A currency crisis, credit-rating downgrades and US sanctions wreaked havoc on Turkish markets this year. Yet that turmoil has set the stage for one of next year’s most attractive trades in the developing world, according to AllianceBernstein and NWI Management.
Shamaila Khan, AllianceBernstein’s director of emerging-market debt, and Hari Hariharan, chief executive officer at NWI Management, both picked Turkish bonds as their top trade idea for 2019 during a panel discussion on Thursday at the Emerging Markets Traders Association’s annual meeting in New York. Khan said she favoured lira-denominated notes, while Hariharan preferred Turkish dollar bonds, especially in the banking industry.
There are some signs the tide has begun to turn. Since slumping to an all-time low in August, the lira has rallied 30%, more than any other major currency tracked by Bloomberg. Still, higher interest rates have crippled some Turkish companies and Moody’s Investors Service expects the economy to shrink through 2019’s first half.
“The last time, two months ago, I had the same trade and people almost killed me on the panel,” Khan said.
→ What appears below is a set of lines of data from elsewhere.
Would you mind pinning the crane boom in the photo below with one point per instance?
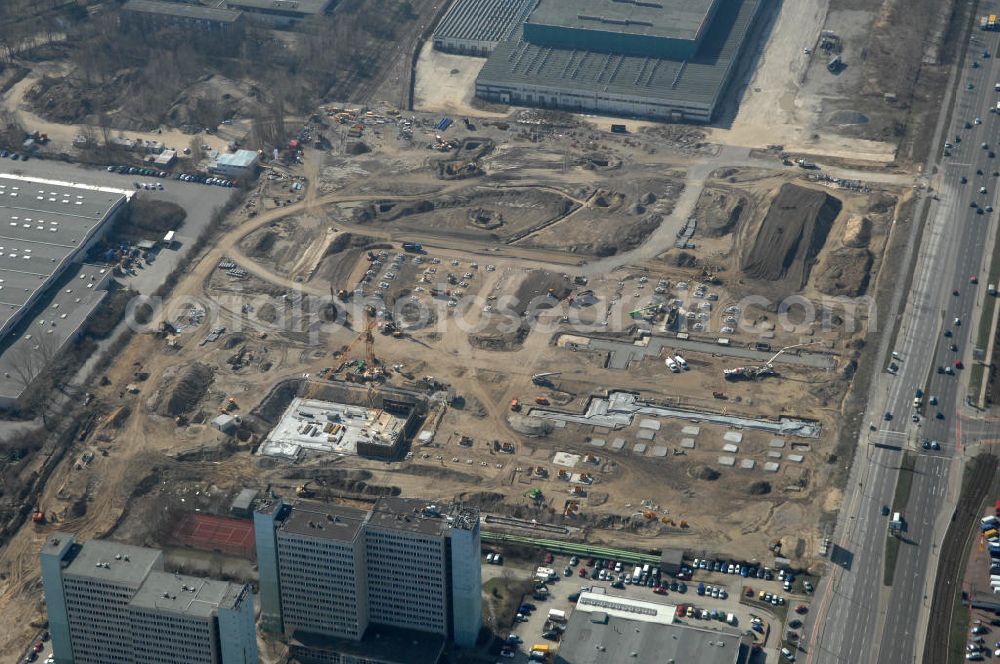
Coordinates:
(775, 356)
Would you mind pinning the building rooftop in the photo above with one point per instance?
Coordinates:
(310, 425)
(185, 595)
(324, 520)
(282, 6)
(604, 637)
(196, 12)
(483, 20)
(42, 224)
(238, 159)
(700, 80)
(393, 645)
(60, 315)
(410, 515)
(113, 561)
(672, 19)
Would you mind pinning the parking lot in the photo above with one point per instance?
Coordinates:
(711, 599)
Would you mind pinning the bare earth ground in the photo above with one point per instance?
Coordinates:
(616, 185)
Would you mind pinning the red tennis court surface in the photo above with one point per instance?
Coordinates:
(208, 532)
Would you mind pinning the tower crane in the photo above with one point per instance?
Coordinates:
(758, 372)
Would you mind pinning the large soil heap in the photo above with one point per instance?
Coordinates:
(791, 236)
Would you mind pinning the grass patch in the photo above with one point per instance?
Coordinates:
(891, 556)
(985, 325)
(958, 630)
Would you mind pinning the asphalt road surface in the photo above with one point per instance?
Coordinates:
(858, 619)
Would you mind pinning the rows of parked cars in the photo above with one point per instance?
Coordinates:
(205, 179)
(136, 170)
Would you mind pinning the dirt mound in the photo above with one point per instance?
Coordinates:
(718, 211)
(845, 272)
(541, 290)
(501, 340)
(187, 391)
(858, 231)
(706, 473)
(153, 215)
(791, 235)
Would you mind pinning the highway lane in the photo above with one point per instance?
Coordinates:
(848, 624)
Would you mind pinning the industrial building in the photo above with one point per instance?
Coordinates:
(156, 14)
(280, 13)
(314, 426)
(112, 603)
(332, 576)
(666, 60)
(46, 293)
(239, 165)
(605, 629)
(475, 27)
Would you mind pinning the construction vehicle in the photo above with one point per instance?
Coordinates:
(763, 371)
(543, 378)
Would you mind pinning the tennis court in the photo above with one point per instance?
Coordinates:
(208, 532)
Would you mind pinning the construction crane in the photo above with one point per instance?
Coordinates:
(543, 378)
(758, 372)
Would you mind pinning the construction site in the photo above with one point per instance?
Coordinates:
(642, 338)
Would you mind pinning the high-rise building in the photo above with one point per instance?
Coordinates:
(406, 565)
(466, 576)
(112, 603)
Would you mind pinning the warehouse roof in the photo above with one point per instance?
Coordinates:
(282, 6)
(602, 638)
(42, 225)
(696, 81)
(483, 20)
(238, 159)
(70, 302)
(673, 19)
(105, 560)
(185, 595)
(194, 12)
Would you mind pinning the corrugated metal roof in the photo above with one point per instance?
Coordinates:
(699, 80)
(675, 19)
(483, 20)
(181, 10)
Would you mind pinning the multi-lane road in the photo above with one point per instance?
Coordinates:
(856, 618)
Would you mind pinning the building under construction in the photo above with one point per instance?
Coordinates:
(335, 418)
Two other investors on Thursday’s panel had different ideas. Jim Barrineau, the New York-based head of emerging-market debt at Schroders, said he recommends a basket of short-duration non-investment grade bonds from developing nations. “Hold it and go to sleep, and you’ll outperform virtually every other asset class,” he said.
The fourth panellist, BlackRock Inc portfolio manager Pablo Goldberg, said he expects emerging-market debt to look more attractive next year compared with US high-yield notes as US growth slows.